On the car seat sits the new Raw T CD. Tony Wilson has already informed the world of the genius contained therein. He may be right. I don't know.

It is the flagship release of his Factory 4 record label ... a whole mass of Salfordian rap. Fast, ferocious, brash and street deep. Three steps beyond grey pallor and gold chains ... deep into the parochial rap beyond Chav. I stare at it in awe. How can a music form seem so alien? And me ... who once bounced to Grandmaster Flash! Tony, I tried to play this thing on three occasions, last night. At one point, I felt like rushing out and grabbing the first Nike and Burberry clad oik who sauntered sullenly by, en route to dropping a ketchup-smeared burger carton on my lawn ... thought I'd grab him and force him to listen. See if he smiles. A five star review for a big beam. If he just looked at me in a state of total miscomprehension, give it one star and consign it to the bulging rubbish bins of rap.

Once past Dizzee Rascal, I don't really go there, to be honest.
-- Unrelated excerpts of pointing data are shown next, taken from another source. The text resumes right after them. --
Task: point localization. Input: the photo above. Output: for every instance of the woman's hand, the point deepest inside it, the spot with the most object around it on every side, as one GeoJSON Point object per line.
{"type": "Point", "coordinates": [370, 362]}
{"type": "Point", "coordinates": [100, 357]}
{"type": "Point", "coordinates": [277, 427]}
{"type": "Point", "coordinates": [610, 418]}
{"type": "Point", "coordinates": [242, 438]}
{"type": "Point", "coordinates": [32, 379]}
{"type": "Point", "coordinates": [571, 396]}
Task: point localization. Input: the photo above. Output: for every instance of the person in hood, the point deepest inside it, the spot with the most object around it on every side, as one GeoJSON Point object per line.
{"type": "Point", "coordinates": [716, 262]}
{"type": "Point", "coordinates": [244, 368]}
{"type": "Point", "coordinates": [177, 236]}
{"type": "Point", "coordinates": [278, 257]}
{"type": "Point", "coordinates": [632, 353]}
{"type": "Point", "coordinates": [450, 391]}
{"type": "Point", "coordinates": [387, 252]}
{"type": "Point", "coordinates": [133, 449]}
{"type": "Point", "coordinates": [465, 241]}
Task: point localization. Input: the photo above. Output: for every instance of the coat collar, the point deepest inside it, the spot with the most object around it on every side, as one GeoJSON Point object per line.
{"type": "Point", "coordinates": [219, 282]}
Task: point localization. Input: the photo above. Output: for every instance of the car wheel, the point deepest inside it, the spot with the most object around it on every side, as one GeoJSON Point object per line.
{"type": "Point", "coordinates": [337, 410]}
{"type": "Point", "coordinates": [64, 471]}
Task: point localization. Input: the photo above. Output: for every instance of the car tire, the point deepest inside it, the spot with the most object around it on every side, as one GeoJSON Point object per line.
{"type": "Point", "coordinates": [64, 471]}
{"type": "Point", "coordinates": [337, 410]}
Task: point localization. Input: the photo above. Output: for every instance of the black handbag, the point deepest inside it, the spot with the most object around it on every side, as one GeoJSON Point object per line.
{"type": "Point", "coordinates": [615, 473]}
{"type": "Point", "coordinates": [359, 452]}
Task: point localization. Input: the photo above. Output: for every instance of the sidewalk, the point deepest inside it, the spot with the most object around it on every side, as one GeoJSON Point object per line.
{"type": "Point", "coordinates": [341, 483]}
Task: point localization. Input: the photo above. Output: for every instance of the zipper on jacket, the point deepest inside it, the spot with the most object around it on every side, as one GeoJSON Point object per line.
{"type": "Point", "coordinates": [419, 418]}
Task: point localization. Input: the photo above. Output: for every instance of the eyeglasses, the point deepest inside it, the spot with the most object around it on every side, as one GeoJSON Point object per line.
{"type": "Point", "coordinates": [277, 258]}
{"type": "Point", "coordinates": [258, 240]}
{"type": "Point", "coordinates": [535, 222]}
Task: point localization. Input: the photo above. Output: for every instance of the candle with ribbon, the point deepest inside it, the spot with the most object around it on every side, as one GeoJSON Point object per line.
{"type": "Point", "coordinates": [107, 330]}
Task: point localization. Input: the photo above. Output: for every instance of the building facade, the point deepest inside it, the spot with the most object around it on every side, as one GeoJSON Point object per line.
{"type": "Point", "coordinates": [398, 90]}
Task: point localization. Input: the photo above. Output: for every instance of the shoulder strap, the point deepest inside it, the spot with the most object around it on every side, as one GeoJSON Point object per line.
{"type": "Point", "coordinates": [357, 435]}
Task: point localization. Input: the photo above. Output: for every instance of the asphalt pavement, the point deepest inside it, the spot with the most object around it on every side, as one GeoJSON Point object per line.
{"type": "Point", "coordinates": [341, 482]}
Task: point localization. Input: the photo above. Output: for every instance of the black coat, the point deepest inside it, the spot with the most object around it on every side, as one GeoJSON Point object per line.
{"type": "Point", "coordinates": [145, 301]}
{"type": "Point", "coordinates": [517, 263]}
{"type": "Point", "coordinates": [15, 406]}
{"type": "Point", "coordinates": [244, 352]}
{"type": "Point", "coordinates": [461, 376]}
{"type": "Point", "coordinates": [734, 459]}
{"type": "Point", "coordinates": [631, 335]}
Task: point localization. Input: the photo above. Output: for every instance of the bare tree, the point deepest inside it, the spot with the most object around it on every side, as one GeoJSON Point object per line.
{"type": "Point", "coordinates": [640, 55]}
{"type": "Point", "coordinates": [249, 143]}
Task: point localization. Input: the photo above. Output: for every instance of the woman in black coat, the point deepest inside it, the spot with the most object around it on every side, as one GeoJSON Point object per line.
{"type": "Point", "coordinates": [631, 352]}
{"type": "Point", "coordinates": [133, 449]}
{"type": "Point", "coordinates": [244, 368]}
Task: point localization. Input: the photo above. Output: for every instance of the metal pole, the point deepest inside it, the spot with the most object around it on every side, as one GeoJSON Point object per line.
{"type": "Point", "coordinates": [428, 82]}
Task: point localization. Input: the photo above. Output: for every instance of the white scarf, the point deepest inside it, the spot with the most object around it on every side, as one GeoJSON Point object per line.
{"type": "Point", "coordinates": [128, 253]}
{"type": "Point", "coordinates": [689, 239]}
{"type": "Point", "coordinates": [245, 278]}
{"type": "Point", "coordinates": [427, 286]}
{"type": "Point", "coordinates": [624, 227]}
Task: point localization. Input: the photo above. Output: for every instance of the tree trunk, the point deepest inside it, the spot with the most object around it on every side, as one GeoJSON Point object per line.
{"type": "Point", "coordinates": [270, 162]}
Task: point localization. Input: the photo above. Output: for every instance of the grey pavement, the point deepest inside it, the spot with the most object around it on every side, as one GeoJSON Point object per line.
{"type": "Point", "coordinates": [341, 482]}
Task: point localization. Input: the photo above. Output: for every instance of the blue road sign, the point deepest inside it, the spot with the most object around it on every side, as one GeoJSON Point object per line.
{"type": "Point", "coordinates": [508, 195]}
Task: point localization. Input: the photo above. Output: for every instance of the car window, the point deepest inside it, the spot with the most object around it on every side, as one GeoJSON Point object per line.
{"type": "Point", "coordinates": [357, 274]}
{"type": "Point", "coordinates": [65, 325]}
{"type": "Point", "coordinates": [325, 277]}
Rap is the one kind of music that makes me want to wear beige, eat sausage and chips. Nothing else makes me feel that way. Not death metal. Not thrash. Not even the tepid soul that masquerades as R'n'B. Not even faux Manc tripe, which is good only for enraging smug Liverpudlians. But I can't grasp the rap. Not any more. And not on Factory 4. (And another thing about Factory 4. It is, Mr Wilson keeps stating, predominantly a 'download' label. This may be rather clever. I am told that, in these days when you only need to sell 13 singles to be granted a top 10 hit, that it's possible to use the download scam to push something chartbound. Not, of course, that anyone takes the remotest interest in the single charts any more. I don't anyway. So I don't play Raw T. I don't need to. There was a time when a new Tony Wilson band would be granted such instant hipness that, regardless of what it actually sounded like, it always proved worthwhile just to leave it in view somewhere, on coffee table or car seat, just so that any passing eyes would believe me to be so effortlessly hip. This doesn't work with Raw T. I left it on the car seat and my neighbour, a landscape gardener named Bob, just glanced at it with a look of mild disdain. Then again, he is a fan of jazz and opera. Perhaps not central to Raw T's catchment area.
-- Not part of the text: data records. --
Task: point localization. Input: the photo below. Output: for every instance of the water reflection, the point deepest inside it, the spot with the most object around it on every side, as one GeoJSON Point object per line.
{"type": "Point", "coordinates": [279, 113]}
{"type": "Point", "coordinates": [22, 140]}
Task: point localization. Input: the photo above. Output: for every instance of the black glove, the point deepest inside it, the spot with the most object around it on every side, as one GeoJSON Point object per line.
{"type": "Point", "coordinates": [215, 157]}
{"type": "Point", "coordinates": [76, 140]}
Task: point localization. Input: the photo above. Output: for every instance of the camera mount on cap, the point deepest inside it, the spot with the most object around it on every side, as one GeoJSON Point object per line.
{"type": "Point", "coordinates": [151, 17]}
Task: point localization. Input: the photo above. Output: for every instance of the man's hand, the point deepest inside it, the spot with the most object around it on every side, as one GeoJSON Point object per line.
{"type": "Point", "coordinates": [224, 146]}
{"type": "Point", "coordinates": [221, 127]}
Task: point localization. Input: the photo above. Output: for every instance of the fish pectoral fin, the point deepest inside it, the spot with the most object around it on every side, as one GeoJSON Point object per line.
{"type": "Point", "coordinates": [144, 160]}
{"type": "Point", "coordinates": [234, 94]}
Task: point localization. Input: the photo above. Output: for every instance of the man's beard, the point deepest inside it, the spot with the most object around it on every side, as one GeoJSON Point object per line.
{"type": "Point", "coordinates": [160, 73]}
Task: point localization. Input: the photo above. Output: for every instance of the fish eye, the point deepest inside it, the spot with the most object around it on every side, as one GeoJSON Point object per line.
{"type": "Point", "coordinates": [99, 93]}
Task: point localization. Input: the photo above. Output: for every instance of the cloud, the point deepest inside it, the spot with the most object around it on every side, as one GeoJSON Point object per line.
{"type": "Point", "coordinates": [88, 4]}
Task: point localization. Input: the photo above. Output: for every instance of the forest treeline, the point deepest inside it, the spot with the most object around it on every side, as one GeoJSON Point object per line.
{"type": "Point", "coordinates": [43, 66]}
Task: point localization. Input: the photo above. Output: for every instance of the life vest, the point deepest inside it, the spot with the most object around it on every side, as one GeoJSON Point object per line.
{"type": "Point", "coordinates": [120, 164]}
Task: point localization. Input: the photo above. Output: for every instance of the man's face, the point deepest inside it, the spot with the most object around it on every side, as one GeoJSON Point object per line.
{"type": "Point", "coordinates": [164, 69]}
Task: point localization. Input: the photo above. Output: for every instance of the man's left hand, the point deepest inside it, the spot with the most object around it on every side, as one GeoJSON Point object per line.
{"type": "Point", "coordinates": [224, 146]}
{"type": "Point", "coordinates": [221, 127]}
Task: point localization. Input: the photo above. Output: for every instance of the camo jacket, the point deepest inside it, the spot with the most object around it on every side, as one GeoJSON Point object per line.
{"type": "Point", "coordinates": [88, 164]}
Raw T can thunder away to their hearts content. I shall just eat my sausage. For more information, visit factoryfour.com

Ok. Here is a confession. I do like a bit of the bizarre. This is, I hasten to add, a musical confession and not a sexual one. While ignoring Raw T, last week, I chanced upon another recording from a Manchester label, the increasingly curious Storm Music. I am not sure why, but I have loved everything they have released thus far, even if it seems to hate a roster so disparate that it's difficult to capture the essence of a label. Beyond, that is, a label that produces music that instantly twists away from the norm while remaining hugely accessible. One such artist is David Wrench. He is, indeed, bizarre. To encounter him on the street is to look up and blink. As a 6ft 7ins Albino from Bangor who specialises in sexual elektro, he seems unlikely to have any noticeable peers.

I am informed that, prior to making his extraordinary music, he hitch-hiked the country and stalked Radiohead's Thom Yorke. How could he have hitch-hiked anywhere? Who, in their right mind, would offer a lift to a giant Albino with a Welsh accent? Not that I am being remotely Albino-ist. (Johnny Winter is one of my favourite guitarists).
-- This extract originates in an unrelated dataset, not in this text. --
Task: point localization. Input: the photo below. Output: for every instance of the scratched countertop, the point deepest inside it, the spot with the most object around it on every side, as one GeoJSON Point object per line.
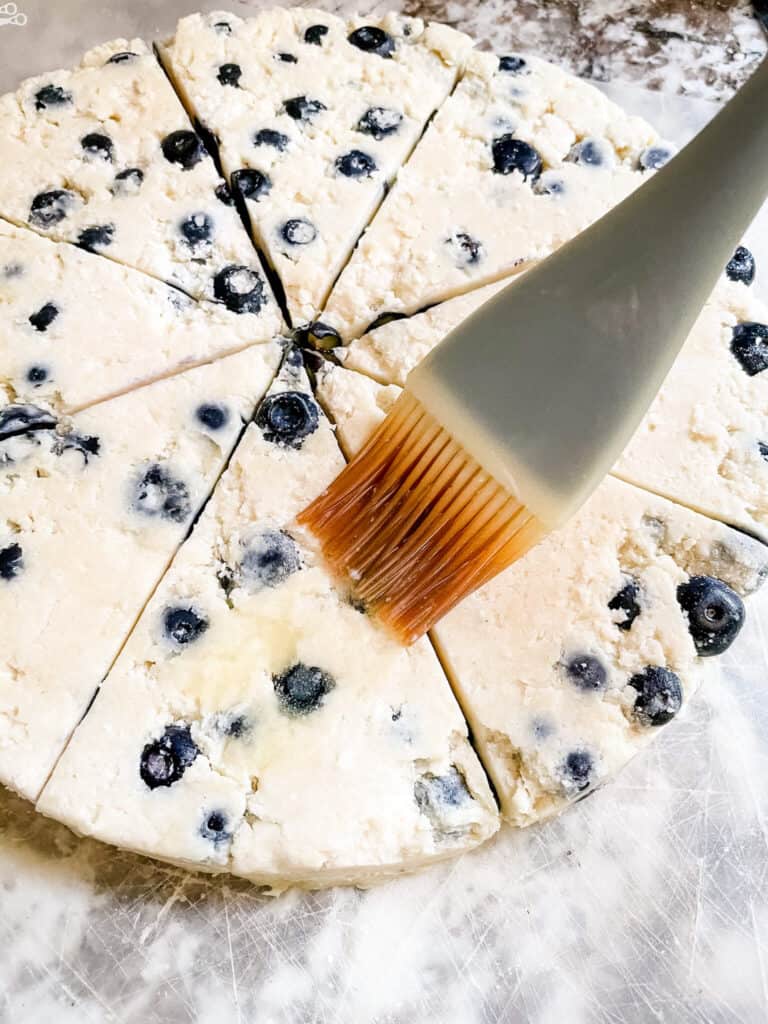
{"type": "Point", "coordinates": [645, 903]}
Anyway, the David Wrench album is stark, elegant, punch perfect, disco pounding and seems to emit the kind of sound that early New Order might have achieved if they had read the instructions to their sequencers and didn't employ the services of a bass player more perfectly suited to Metallica.

It is a hugely sexual music and carries me to a pristine white minimalist hotel, in Sweden, in winter, for some reason. Pure whiteness is everywhere, deeply cleansing and purifying. Being clean, fresh, elegant, clipped and contemporary, it seems to me to be the absolute musical and image antitheses of, say ... Motorhead.